ASSET's Design-For-Test Lab Validates JTAG Capabilities In Chip And Board Designs

Richardson, TX -- ASSET InterTech, Inc. has opened the industry's first Design-for-Test (DFT) Lab for validating the JTAG infrastructure in chip and printed circuit board designs.

The lab will offer a free analysis of pre-prototype designs and advice to ensure that the JTAG infrastructure can be effectively deployed in its traditional structural test applications as well as in advanced applications that take advantage of the JTAG infrastructure, such as the testing of high-speed AC-coupled serial buses (IEEE 1149.6), Intel™ Internal Built In Self Test (IBIST), system-level remote JTAG testing, concurrent programming based on the IEEE 1532 standard and others.

"Today there are several test and programming methodologies which depend upon an effective boundary-scan infrastructure. Without a properly designed JTAG infrastructure, these advanced methodologies can't perform their functions. We expect that as board designs continue becoming denser and as chip geometries shrink even smaller, new applications for JTAG will only increase in the future," said Arden Bjerkeli, ASSET's director of support. "Quite often, design or verification engineers are not familiar with some of the finer points of JTAG design-for-test. The DFT Lab can strengthen the JTAG infrastructure in chip and circuit board designs before samples or prototypes are ever produced. That means that development and production schedules can be maintained and expensive re-designs following prototype production will be avoided."
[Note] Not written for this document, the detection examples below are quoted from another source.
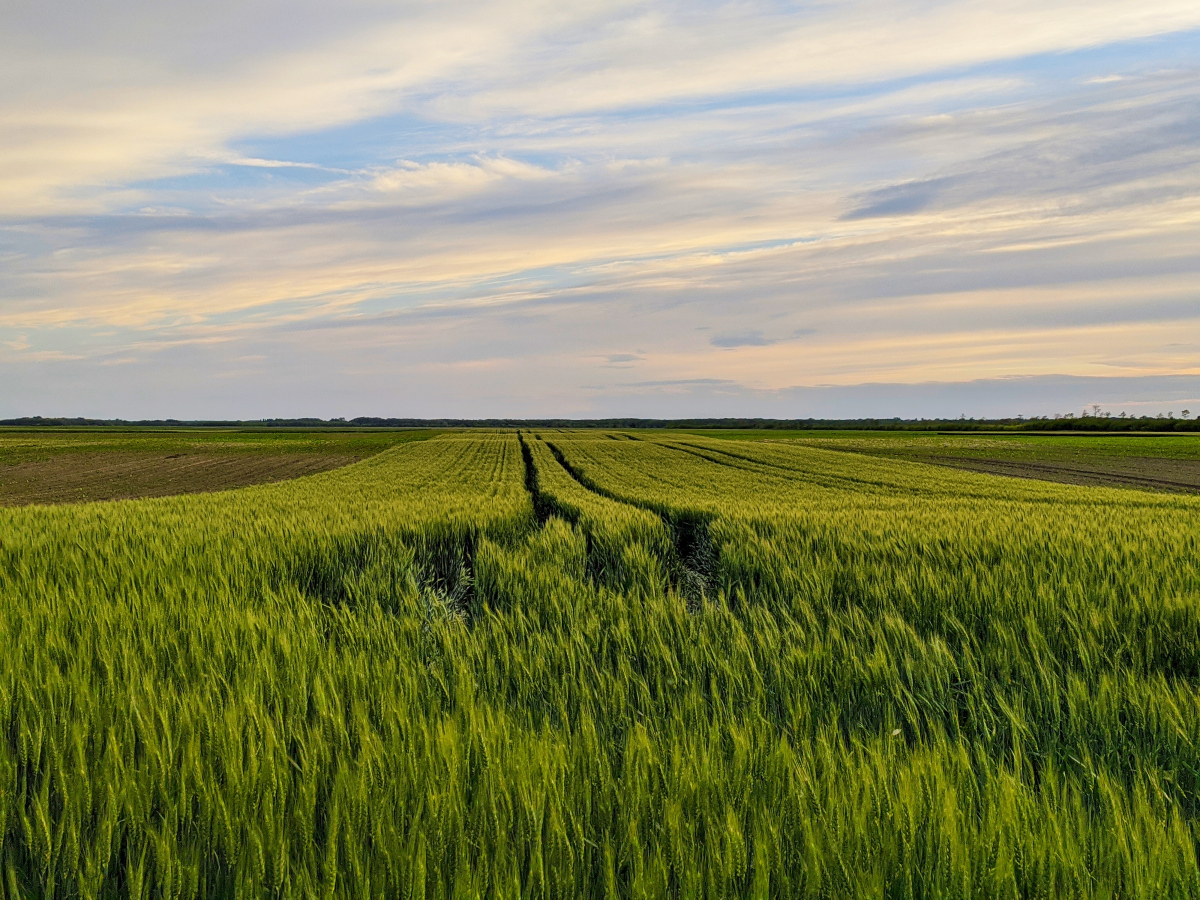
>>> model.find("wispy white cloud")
[0,0,1200,413]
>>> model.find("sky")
[0,0,1200,419]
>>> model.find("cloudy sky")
[0,0,1200,418]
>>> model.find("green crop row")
[0,432,1200,898]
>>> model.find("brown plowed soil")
[0,451,360,506]
[926,456,1200,493]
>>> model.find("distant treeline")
[0,415,1200,432]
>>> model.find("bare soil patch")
[925,456,1200,493]
[0,451,361,506]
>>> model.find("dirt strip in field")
[0,452,360,506]
[924,456,1200,493]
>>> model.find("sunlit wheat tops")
[0,432,1200,898]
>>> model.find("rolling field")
[0,432,1200,898]
[0,428,430,506]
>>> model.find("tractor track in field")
[522,437,718,612]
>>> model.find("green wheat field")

ASSET's first DFT Lab is located in Silicon Valley at 2033 Gateway Place, Suite 600, San Jose, CA 95110. The services of the lab are available to first-time users of boundary scan. Scott Creekpaum has been named manager of the lab. The free analysis and design recommendations will be performed with ASSET's DFT Analyzer, the industry's only tool that automatically verifies the JTAG testability of board designs. The accuracy of a chip design's Boundary-scan Description Language (BSDL) file will be verified with the BSDL Validation Service, a collaborative effort of ASSET and Agilent Technologies, Inc. In addition, other tools can be applied to board and chip designs to validate their JTAG capabilities.

"Because of our automated board-design validation tool, DFT Analyzer, in most cases we can perform a thorough and in-depth design review very quickly," Creekpaum said. "In fact, what previously took days or even weeks to do manually can now be completed with DFT Analyzer in a matter of hours. Moreover, the lab's reports are much more than simple test coverage reports. Our reviews offer design recommendations that engineers can implement to improve test coverage or to ensure that the JTAG infrastructure has been implemented effectively so that other methodologies can run on top of it."